[SERVER-7551] _id Unique key violation during initial sync Created: 05/Nov/12  Updated: 11/Jul/16  Resolved: 11/Nov/12

Status: Closed
Project: Core Server
Component/s: Replication
Affects Version/s: 2.2.1
Fix Version/s: 2.2.2, 2.3.1

Type: Bug Priority: Major - P3
Reporter: Eric Milkie Assignee: Eric Milkie
Resolution: Done Votes: 3
Labels: None
Remaining Estimate: Not Specified
Time Spent: Not Specified
Original Estimate: Not Specified

Attachments: Text File mongoDB.txt     Text File mongod.log     File mongodb-logs.zip    
Issue Links:
Depends
Duplicate
is duplicated by SERVER-7628 [rsSync] warning: DR102 too much dat... Closed
Related
is related to SERVER-7186 Batched oplog application increases f... Closed
Operating System: ALL
Participants:

 Comments   
Comment by Christian Ribe [ 14/Nov/12 ]

Thanks for your help Eric.
Great job

Chris

Comment by auto [ 09/Nov/12 ]

Author:

{u'date': u'2012-11-09T15:47:00Z', u'email': u'milkie@10gen.com', u'name': u'Eric Milkie'}

Message: SERVER-7551 use same batch limits for initialsync and synctail
Branch: v2.2
https://github.com/mongodb/mongo/commit/39f9638a400a1189d9f00f89c5ece874b4acaf2a

Comment by Eric Milkie [ 09/Nov/12 ]

Hi Chris.

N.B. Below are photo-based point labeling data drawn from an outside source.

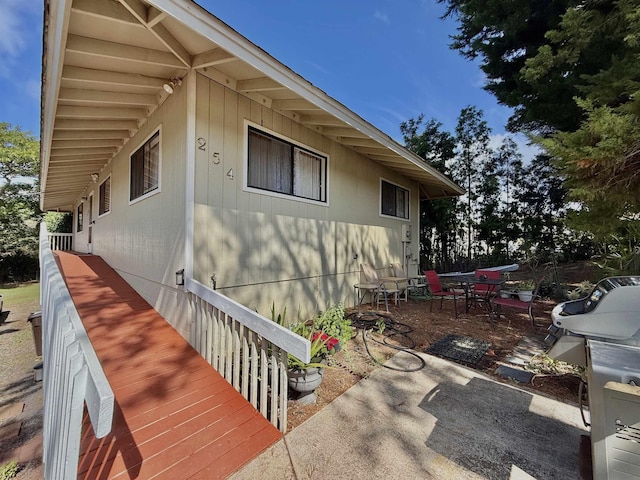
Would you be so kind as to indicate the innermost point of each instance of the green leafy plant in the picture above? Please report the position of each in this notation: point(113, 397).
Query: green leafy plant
point(9, 470)
point(526, 285)
point(334, 323)
point(323, 333)
point(322, 346)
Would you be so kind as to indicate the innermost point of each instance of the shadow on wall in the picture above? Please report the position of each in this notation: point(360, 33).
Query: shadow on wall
point(304, 263)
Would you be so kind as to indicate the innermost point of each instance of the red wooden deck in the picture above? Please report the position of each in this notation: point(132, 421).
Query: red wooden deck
point(175, 416)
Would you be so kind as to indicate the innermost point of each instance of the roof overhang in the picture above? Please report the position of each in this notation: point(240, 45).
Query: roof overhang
point(105, 63)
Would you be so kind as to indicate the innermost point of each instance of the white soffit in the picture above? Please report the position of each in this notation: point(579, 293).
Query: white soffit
point(105, 65)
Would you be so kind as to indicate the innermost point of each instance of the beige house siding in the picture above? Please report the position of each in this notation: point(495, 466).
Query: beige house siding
point(264, 249)
point(144, 240)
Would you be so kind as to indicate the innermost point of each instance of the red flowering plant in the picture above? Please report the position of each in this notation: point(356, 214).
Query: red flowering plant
point(328, 332)
point(322, 346)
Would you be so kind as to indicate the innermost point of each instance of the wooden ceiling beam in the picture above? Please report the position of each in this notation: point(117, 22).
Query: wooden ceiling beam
point(103, 77)
point(82, 143)
point(141, 12)
point(101, 9)
point(298, 104)
point(74, 151)
point(106, 113)
point(361, 142)
point(340, 132)
point(76, 135)
point(77, 95)
point(261, 84)
point(321, 120)
point(69, 124)
point(212, 57)
point(103, 49)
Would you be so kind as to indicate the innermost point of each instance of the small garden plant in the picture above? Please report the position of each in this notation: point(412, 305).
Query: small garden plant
point(9, 470)
point(328, 332)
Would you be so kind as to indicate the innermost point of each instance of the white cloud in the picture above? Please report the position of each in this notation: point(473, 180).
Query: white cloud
point(378, 15)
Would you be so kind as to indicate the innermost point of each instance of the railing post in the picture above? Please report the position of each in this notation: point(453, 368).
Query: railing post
point(72, 377)
point(247, 349)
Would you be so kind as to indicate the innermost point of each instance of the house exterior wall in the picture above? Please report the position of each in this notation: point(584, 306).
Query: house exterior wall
point(262, 249)
point(144, 240)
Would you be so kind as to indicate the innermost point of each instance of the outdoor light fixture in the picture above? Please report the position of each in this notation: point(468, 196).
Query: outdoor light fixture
point(171, 85)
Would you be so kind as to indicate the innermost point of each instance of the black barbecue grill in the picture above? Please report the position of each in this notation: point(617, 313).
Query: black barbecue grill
point(602, 333)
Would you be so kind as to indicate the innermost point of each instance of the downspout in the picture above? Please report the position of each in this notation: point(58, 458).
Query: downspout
point(190, 177)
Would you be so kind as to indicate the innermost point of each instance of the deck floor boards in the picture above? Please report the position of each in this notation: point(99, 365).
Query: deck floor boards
point(176, 417)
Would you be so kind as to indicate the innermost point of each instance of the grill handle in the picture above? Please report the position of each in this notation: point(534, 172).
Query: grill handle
point(582, 390)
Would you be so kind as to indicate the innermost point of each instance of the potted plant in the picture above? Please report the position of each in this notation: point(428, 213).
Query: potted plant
point(303, 377)
point(334, 323)
point(525, 290)
point(328, 332)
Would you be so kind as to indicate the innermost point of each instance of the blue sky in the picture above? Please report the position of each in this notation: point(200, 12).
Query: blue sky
point(387, 60)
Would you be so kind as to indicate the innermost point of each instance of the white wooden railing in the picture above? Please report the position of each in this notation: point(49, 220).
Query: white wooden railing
point(72, 374)
point(247, 349)
point(61, 241)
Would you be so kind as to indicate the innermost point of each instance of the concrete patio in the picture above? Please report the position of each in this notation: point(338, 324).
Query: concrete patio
point(443, 422)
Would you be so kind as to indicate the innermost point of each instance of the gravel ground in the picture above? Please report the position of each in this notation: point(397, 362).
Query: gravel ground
point(17, 385)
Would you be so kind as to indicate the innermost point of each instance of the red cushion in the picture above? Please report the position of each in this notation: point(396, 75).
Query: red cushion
point(511, 302)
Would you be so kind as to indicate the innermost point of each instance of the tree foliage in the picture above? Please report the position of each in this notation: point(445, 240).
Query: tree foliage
point(504, 34)
point(510, 209)
point(19, 210)
point(571, 71)
point(437, 217)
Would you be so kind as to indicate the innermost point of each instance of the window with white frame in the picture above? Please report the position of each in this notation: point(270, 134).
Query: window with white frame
point(79, 217)
point(145, 168)
point(279, 166)
point(104, 205)
point(394, 200)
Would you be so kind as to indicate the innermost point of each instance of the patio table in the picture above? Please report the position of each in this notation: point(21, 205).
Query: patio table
point(485, 298)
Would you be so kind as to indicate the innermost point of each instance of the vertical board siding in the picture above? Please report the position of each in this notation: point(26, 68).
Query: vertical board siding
point(258, 245)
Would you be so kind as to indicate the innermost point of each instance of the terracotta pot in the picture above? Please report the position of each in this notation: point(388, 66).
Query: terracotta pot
point(525, 295)
point(305, 381)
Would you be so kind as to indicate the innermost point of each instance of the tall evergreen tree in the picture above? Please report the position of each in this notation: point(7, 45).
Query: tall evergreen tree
point(19, 209)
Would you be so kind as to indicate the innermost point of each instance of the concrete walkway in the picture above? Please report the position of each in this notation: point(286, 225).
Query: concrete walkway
point(443, 422)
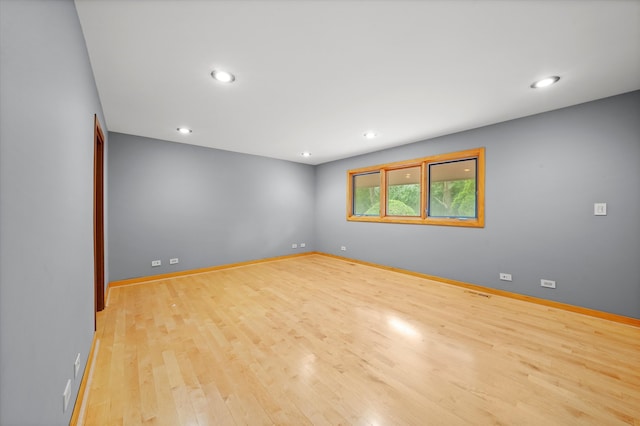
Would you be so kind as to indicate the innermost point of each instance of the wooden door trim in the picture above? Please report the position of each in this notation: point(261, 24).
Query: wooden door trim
point(98, 216)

I've committed a change that I believe will solve your issue. The amount of uncommitted bytes was going too high during initial sync, due to a various array of factors. I've put in some adjustments that will more closely match what we are doing during normal syncing, to ensure the journal doesn't overflow. This fix will be released in version 2.2.2.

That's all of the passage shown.